If neuro-stimulation is to occur under encephalopathic conditions, it is also critically important to know if alterations to dendritic morphology and microcircuitry (Patterson et al., 2017) might affect the efficacy of ATS. It is therefore necessary to understand the functional microcircuit dynamics between control and encephalopathic animals in response to optogenetic stimulation (see Figure S1c).

One of the most important insights from these experiments is that we stand to gain a greater understanding of hippocampal microcircuitry, as well as how to best influence the emergent temporal coordination of somatic outputs, by taking advantage of intrinsic septohippocampal circuitry rather than direct stimulation of the hippocampus. Optogenetic ATS has the potential to unmask changing dynamics in the septohippocampal circuit that underpin spatial cognition.

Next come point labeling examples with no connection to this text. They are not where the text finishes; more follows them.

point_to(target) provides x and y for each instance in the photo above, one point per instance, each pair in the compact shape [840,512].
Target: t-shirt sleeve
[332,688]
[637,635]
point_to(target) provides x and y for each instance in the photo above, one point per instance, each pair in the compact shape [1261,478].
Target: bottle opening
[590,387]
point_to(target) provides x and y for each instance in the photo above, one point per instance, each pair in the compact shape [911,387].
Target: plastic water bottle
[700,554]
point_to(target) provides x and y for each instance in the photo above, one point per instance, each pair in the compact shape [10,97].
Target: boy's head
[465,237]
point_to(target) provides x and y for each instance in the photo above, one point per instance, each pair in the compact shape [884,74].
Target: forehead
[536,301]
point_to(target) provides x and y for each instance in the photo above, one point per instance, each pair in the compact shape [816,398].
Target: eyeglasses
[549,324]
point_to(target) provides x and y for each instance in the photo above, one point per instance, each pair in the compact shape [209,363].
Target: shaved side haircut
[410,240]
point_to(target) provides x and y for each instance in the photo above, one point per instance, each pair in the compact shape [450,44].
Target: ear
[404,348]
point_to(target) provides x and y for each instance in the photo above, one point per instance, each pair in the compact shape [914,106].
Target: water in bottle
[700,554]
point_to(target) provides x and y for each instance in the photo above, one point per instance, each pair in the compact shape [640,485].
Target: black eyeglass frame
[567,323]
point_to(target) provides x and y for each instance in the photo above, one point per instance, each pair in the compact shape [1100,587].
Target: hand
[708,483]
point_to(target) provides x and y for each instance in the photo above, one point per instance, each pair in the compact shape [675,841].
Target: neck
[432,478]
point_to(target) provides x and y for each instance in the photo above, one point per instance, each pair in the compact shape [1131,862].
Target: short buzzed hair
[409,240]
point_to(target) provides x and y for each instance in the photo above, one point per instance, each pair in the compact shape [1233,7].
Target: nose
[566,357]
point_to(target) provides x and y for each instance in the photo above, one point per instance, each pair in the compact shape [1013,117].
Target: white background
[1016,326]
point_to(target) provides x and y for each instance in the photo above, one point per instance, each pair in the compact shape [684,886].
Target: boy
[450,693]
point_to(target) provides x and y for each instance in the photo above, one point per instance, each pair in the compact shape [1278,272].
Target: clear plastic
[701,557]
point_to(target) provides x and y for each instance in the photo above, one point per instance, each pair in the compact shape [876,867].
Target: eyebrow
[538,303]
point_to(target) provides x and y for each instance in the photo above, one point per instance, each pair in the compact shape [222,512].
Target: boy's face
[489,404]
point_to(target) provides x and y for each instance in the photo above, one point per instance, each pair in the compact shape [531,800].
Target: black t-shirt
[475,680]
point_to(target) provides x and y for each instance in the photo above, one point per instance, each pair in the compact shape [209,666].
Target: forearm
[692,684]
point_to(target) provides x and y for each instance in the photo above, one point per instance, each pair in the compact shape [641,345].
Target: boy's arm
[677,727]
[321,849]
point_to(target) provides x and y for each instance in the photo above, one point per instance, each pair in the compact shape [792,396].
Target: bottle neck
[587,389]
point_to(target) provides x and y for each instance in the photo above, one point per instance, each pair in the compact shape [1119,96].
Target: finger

Defining this reciprocal relationship between internal brain states (Shanechi, 2019) and entrainment efficacy provides a mechanistic understanding of neurostimulation techniques and how they can best be applied to ameliorate temporal discoordination associated with cognitive deficits (Barry et al., 2016; Fenton, 2015; Izadi et al., 2019; Reinhart & Nguyen, 2019; Shuman et al., 2017; Solomon et al., 2018).